The scenario for this case study was as follows:
You are a junior data analyst working on the marketing analyst team at Cyclistic, a bike-share
company in Chicago. The director of marketing believes the company’s future success
depends on maximizing the number of annual memberships. Therefore, your team wants to
understand how casual riders and annual members use Cyclistic bikes differently.
From these insights, your team will design a new marketing strategy to convert casual riders into annual members. But first, Cyclistic executives must approve your recommendations, so they must be backed up with compelling data insights and professional data visualizations.
Basic summary statistics were obtained from a pivot table.
The planned application for this analysis is to convert casual riders into members, yet casual riders make up only 9% of total rides;
having unique user IDs in the data or at least a user count of members and casual riders would allow for a better picture of the target demographic.

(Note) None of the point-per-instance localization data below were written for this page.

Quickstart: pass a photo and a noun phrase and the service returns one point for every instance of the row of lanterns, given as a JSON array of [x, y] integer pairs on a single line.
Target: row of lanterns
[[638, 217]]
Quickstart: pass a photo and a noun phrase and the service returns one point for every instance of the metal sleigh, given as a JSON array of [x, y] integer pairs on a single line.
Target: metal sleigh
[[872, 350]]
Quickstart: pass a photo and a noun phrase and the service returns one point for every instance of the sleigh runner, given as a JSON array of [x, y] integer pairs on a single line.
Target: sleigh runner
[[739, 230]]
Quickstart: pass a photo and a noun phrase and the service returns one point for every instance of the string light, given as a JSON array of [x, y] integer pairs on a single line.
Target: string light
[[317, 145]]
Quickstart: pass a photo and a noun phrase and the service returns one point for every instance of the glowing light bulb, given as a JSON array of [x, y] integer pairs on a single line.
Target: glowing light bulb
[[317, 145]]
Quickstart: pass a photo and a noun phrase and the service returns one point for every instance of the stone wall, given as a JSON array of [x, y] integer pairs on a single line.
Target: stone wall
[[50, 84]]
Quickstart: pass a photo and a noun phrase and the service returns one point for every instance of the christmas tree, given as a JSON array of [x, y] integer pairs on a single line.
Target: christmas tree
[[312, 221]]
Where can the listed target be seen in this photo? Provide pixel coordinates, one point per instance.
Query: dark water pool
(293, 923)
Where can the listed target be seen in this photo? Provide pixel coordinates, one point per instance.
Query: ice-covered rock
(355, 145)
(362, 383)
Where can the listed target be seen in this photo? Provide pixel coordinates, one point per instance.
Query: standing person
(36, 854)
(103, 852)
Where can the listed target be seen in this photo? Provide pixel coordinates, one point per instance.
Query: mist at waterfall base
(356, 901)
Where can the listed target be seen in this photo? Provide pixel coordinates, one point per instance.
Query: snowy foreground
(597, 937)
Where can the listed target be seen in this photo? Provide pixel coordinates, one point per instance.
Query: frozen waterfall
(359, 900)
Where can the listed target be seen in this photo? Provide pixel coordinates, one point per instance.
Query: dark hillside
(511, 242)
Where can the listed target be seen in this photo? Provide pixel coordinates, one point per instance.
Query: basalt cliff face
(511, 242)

Additionally, one might generally suspect that no one is actually riding for negative 9 minutes or 2,953 hours.
In a real life scenario, Cyclistic could ideally advise on the minimum and maximum time lengths to consider as real rides.
In the absence of both that guidance and any clear breakpoint in the distribution of ride times, 1 minute 1 second was used as the minimum time
since the 2019 data appeared to use that as the minimum rental time.
Using a column of custom set times and a column of COUNTIFS formulas, ride time lengths were sorted into buckets to figure out where to cut off
the longest rides. A skewed axis is used here since the vast majority of rides are clustered around a length of 5 minutes.
Other spreadsheet cleaning included standardizing the column names and value formats of the 2019 data to those of the 2020 data.
The relevant columns of the remaining 782,127 records were then uploaded to BigQuery Sandbox to speed up calculations.
The first area of analysis was looking at what time of day members and casual riders typically start their rides. Rather than trying to plot hundreds of thousands of individual data points, times were rounded to the nearest quarter hour and tallied up with SQL before exporting back to Google Sheets for graphing.
An aggregated area chart of the data gives a clear picture that members have a bimodal distribution with peaks just before and after the 9 to 5 work day, whereas casual riders have a more normal distribution clustered in the afternoon.
Next up was analyzing the data by day of the week.
Oddly, INTERVALs in BigQuery don't appear to have their own FORMAT function and don't export to spreadsheets very well.
As a workaround, a TIME object was created from the EXTRACTed values for average ride length.
The earlier insight on time of day habits inspired Friday to volunteer to act as a weekday for members and as part of the weekend for casual riders.
While casual rides vary more in length than members, they are consistently about 3 times longer than member rides.
Although members take fewer weekend rides, they are still about same length as their short weekday rides; this is likely due to weekend workers and/or errands.
The overall take away from the analysis is that members use the service primarily as a means to commute to work, whereas casual members tend to take longer joy rides.
Marketing strategies might include prompting casual riders to consider bike-sharing as a commute option, or price comparisons on how many longer rides would make membership cheaper than paying per ride.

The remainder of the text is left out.